Cependant dans les faits, le PIAL est davantage “vu comme un outil de gestion“, il a été “pensé rue de Grenelle“ alors que les disparités territoriales sont fortes et que sur le terrain, leur périmètre d'action se démultiplie, certaines AESH évoquant des circonscriptions de 1,5 kilomètres quand d'autres en milieu rural peuvent atteindre un rayon de 25 km, et même jusqu'à 100 km “pour répondre au besoin de l'enfant“.

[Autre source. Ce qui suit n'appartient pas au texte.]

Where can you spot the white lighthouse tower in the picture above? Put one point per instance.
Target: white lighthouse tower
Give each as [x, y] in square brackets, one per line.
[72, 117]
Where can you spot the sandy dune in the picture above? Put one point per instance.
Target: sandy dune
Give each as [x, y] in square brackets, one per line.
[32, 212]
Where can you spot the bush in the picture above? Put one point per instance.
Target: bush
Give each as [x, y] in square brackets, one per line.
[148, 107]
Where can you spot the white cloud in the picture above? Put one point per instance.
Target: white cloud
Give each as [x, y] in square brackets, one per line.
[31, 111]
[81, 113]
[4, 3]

Sont encore évoquées les difficultés de pilotage des PIAL qui reviennent encore une fois au manque de moyens et à une “gestion des RH catastrophique“. Ici, “le pilotage a été pris en charge par un IEN de circonscription parce qu'aucun chef d'établissement n'a voulu prendre cet engagement“ tandis qu'ailleurs il y a “un manque de coordinateurs, ce sont souvent les AESH qui le font, or c'est un travail à temps plein“. Les coordinateurs, eux, “se retrouvent sur des missions de gestion GH, mais n'ont aucune formation“ en la matière.

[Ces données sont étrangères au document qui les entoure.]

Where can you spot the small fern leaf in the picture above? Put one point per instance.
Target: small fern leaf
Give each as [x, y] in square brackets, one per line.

Les AESH référentes, elles, ont un rôle d'accompagnement des AESH dans leur pratique et d'aide pour celles qui seraient en difficulté sur le terrain. Selon Suzanne, certains départements les refuseraient, pour éviter la création d'une certaine “cohésion“ entre les AESH. Parfois au contraire, ce rôle leur serait imposé, contre une prime de 600 euros brut par an. Mais cela “doit être fait en dehors du temps de travail, on n'a ni temps ni espace pour faire cela“, déclare ainsi Sophie qui déplore, une nouvelle fois, le manque de moyens consacrés par l'institution à ses personnels.